Публикации. По теме диссертации опубликованы 4 научные статьи (2 статьи опубликованы в ведущих научных журналах и изданиях, определенных ВАК).

Структура и объем диссертации. Диссертация состоит из введения, четырех глав, заключения, списка использованной литературы, включающего 34 наименования, и двух приложений. Основная часть работы изложена на 106 страницах машинописного текста. Работа содержит 49 рисунков и 36 таблиц.

Обзор методов определения доверительного интервала случайного шума

В ряде областей измерений особое значение придается задаче обнаружения сигнала на фоне шумов (помех). Во многих случаях вид передаваемых сигналов заранее известен, и приём сообщения состоит в том, чтобы определить, какой из возможных сигналов был передан. В частности, такие задачи встречаются при время-импульсном преобразовании сигналов, радиолокационных измерения и т.п.

При обнаружении таких сигналов широко используется метод порогового отбора. Для эффективного применения этого метода требуется знание характеристик действующих шумов. Однако на практике такие характеристики обычно остаются априори неизвестными. Более того, шум нередко является нестационарным. Большинство шумов можно характеризовать частотным спектром и распределением амплитуды. Также необходимо различать и источники шумов (их происхождение). Некоторые виды шумов, такие как, шум на радиочастоте и «петли заземления» можно уменьшить или исключить при помощи тщательного продумывания расположения проводов и элементов схем на печатной плате. Иногда от многих из этих источников можно избавиться путем тщательного экранирования. Другие виды шумов неустранимы принципиально, и с ними надо бороться только методами усреднения сигнала и сужения полосы приемника, т.е. при помощи фильтрации [33,16].

При использовании метода порогового отбора необходимо рассмотреть вопрос о текущем определении, экспресс-анализе, интервальных оценках распределения шума в реальном времени.

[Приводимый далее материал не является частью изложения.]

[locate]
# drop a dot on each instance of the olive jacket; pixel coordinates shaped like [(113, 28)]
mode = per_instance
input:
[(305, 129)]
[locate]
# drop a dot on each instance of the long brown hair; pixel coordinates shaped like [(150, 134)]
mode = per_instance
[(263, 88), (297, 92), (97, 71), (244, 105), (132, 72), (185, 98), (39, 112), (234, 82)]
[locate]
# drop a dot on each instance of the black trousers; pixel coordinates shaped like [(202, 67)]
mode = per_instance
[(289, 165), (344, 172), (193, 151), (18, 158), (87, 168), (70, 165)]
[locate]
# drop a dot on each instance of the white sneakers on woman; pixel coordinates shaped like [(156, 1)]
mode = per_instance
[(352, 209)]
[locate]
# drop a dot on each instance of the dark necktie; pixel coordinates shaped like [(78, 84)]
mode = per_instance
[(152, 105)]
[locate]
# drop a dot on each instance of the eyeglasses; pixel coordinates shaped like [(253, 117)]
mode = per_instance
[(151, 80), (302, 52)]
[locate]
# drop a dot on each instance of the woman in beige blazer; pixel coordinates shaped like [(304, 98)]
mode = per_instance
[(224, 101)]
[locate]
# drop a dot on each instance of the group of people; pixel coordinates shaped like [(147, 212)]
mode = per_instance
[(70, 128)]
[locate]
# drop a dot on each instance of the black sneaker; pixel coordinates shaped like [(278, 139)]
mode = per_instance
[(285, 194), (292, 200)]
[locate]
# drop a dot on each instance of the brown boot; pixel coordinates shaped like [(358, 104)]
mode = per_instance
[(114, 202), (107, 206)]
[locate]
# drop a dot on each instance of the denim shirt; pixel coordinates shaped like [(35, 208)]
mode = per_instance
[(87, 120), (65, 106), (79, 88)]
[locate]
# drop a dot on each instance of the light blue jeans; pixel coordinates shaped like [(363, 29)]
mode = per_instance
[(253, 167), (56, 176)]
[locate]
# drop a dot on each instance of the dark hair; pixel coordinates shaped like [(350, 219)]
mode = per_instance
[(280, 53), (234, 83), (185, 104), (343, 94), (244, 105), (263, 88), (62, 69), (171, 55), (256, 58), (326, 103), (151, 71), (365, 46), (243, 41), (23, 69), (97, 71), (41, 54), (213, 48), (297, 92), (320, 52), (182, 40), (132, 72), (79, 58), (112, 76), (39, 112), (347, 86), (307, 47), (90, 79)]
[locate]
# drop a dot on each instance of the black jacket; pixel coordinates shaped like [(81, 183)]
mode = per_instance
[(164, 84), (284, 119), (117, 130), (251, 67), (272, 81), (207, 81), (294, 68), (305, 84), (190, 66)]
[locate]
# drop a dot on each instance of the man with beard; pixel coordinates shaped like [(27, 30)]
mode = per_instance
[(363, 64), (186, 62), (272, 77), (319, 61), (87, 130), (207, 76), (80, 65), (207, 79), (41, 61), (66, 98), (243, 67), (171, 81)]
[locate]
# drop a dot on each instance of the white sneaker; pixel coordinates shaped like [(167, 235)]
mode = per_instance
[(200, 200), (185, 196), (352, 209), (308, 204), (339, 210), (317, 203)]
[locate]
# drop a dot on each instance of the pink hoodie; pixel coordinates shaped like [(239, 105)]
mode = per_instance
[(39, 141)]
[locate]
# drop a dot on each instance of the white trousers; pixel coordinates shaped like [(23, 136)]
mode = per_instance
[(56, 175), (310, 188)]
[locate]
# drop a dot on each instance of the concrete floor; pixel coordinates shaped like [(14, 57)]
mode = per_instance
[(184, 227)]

Такой анализ позволит отойти от общепринятой формы фильтрации шума, заключающейся в применении фильтров с различными частотами пропускания/подавления сигналов или усреднении сигналов с помощью интеграторов. Конечно, применение таких фильтров увеличивает отношение сигнал/шум, но во многих задачах приёма сигналов в присутствии шума нельзя ограничиться таким общим критерием. Возникает необходимость использовать более сложные статистические свойства процессов, которые дают возможность количественно оценить достоверность полученных данных (например, о координатах объекта по сигналам РЛС) [13]. Путём совершенствования приёмных устройств можно снизить вероятность ошибки только до некоторого уровня. Возможно применение более сложных адаптивных цифровых фильтров, фильтров с использованием преобразования Фурье.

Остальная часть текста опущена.